During its audit, the staff reviewed structural concrete surface examination data for DCPP Unit 1 and 2. These data indicate that DCPP Unit 1 and 2 containments concrete surface condition at hundreds of locations exceeded the second tier evaluation criteria described in ACI 349.3R. In addition at more than 10 locations the surface condition exceeded the DCPP inspection criteria for third tier indications. PG&E determined that there is no apparent loss of structural capacity; however, as part of its process, PG&E states that Nuclear Services/Engineering Services/Design Engineering/Civil Engineering (NS/ES/DE/CE) shall assess the results of the examination for acceptance and evaluation.

The applicant is requested to provide the following information:

1. A summary of the information in the Notifications issued by the responsible engineer for the tier three gross indications that exceeded the threshold limitations for Unit 1 and Unit 2.
2. A summary of acceptance and evaluation results for assessments performed by Nuclear Services/Engineering Services/Design Engineering/Civil Engineering (NS/ES/DE/CE) for the tier three gross indications that exceeded the threshold limitations for Units 1 and 2.
3. Details of remedial and corrective actions that the applicant plans to implement to address aging management of tier two indications and areas of tier three degradation that do not conform to ACI 349.3R guidance during the period of extended operation.

The staff needs the above information to confirm that the acceptance criteria used and evaluations performed by the DCPP for containment concrete surface degradations are in accordance with the recommendations of element 6 of GALL Report AMP XI.S2, ASME Section XI, Subsection IWL.

D-RAI B2.1.28-3 GALL Report AMP XI.S2, ASME Section XI, Subsection IWL detection of aging effects program element states that the frequency and scope of examinations specified in 10 CFR 50.55a and Subsection IWL ensure that aging effects would be detected before they would compromise the design-basis requirements. The frequency of inspection is specified in IWL-2400.

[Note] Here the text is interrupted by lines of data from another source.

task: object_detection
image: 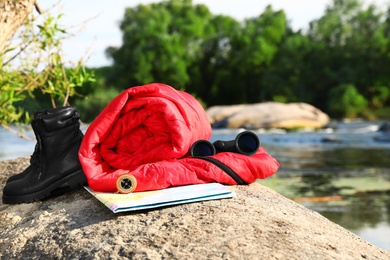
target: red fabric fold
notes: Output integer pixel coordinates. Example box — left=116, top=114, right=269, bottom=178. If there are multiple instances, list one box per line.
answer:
left=79, top=83, right=279, bottom=192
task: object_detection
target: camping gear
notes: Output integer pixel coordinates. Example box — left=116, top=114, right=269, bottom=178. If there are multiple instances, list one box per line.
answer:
left=190, top=131, right=260, bottom=157
left=3, top=107, right=86, bottom=204
left=79, top=83, right=279, bottom=193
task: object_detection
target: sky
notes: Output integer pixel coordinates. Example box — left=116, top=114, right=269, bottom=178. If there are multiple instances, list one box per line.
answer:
left=37, top=0, right=388, bottom=67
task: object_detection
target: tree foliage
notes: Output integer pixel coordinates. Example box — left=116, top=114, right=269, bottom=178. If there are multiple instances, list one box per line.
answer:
left=0, top=5, right=94, bottom=126
left=0, top=0, right=390, bottom=122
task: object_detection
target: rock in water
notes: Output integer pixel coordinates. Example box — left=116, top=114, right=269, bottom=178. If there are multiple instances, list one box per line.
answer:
left=206, top=102, right=329, bottom=129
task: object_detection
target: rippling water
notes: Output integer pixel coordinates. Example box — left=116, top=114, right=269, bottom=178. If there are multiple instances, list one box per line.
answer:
left=0, top=121, right=390, bottom=250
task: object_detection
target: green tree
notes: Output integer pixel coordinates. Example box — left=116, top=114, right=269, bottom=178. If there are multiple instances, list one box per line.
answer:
left=229, top=6, right=287, bottom=103
left=0, top=9, right=93, bottom=127
left=107, top=0, right=212, bottom=88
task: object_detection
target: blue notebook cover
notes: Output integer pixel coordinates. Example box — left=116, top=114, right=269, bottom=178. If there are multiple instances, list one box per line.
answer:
left=85, top=183, right=236, bottom=213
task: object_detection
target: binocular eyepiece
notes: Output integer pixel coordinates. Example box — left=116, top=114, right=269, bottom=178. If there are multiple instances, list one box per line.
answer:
left=190, top=131, right=260, bottom=157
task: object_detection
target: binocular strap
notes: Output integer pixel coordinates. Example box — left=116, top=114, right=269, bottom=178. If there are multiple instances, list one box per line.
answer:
left=193, top=156, right=248, bottom=185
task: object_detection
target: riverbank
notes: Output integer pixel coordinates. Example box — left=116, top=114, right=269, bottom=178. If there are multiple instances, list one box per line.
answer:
left=0, top=158, right=390, bottom=259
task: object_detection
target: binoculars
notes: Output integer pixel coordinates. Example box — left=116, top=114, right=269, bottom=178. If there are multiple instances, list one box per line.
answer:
left=190, top=131, right=260, bottom=157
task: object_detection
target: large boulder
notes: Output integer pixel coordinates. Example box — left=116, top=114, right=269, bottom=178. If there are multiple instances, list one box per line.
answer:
left=206, top=102, right=329, bottom=129
left=0, top=158, right=390, bottom=259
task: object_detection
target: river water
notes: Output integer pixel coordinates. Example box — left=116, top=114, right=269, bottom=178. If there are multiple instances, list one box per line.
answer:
left=0, top=121, right=390, bottom=250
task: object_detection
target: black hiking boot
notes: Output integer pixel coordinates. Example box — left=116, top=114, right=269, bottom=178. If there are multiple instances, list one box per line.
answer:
left=3, top=107, right=86, bottom=204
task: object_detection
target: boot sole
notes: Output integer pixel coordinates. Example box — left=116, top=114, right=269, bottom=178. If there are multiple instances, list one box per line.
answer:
left=3, top=170, right=87, bottom=204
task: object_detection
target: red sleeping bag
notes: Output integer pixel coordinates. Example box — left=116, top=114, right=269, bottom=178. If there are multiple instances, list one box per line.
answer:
left=79, top=83, right=279, bottom=192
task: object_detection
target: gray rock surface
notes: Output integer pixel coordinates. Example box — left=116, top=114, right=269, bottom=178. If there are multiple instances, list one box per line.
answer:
left=206, top=102, right=330, bottom=129
left=0, top=158, right=390, bottom=260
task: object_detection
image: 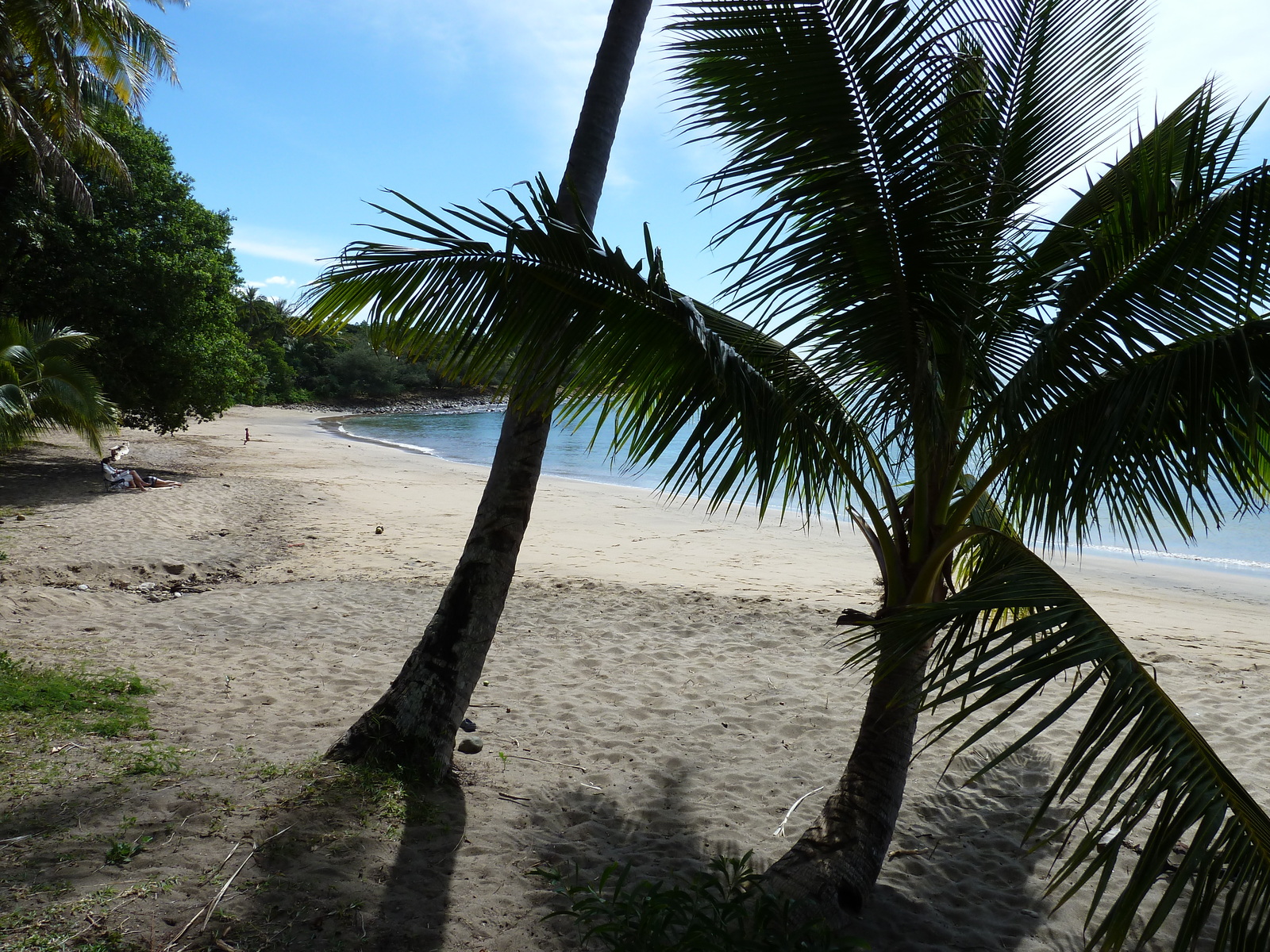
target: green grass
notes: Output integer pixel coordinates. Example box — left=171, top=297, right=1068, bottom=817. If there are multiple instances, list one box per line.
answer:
left=0, top=651, right=154, bottom=738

In the license renewal application (LRA), the applicant stated that the DCPP ASME Section XI, Subsection IWL program is in accordance with IWL-2400. Each unit is examined on an alternating 10 year cycle as specified in IWL-2421. Visual examinations of 100% of the accessible surfaces on the concrete shells will be completed on 10 year cycles for each unit (1 unit every 5 years). However, the 2001 edition of ASME Section XI, Subsection IWL-2410 states that concrete shall be examined in accordance with IWL-2510 at 1, 3, and 5 years following the completion of the containment Structural Integrity Test CC-6000 and every 5 years thereafter. In addition, the requirements in ASME Section XI, Subsection IWL-2421 only apply to sites with multiple units that have containments with unbonded post-tensioning systems.

Therefore, it does not appear that the program is consistent with the recommendations in the 3

GALL Report XI.S2 detection of aging effects program element.

1. What is the basis for selecting the 10-year inspection frequency for each unit?
2. What is the impact of the use of 10-year inspection frequency on the DCPP Unit 1 and Unit 2 containment aging management program, including detection of aging effects?

D-RAI B2.1.29-1 The DCPP ASME Section XI, Subsection IWF states that industry operating experience is evaluated for relevancy to DCPP, and appropriate actions are taken and documented.

It is not clear from the DCPP LRA if NRC Information Notice (IN) 2009-04 related to constant supports has been considered in the operating experience.

Explain if the age-related degradation mechanism described in IN 2009-04 has been considered at DCPP.

D-RAI B2.1.30-1 GALL Report AMP XI.S4, 10 CFR 50, Appendix J, detection of aging effects program element states:

A containment LRT program is effective in detecting degradation of containment shells, liners, and components that compromise the containment pressure boundary, including seals and gaskets. While the calculation of leakage rates demonstrates the leak-tightness and structural integrity of the containment, it does not by itself provide information that would indicate that aging degradation has initiated or that the capacity of the containment may have been reduced for other types of loads, such as seismic loading. This would be achieved with the additional implementation of an acceptable containment inservice inspection program as described in XI.S1 and XI.S2.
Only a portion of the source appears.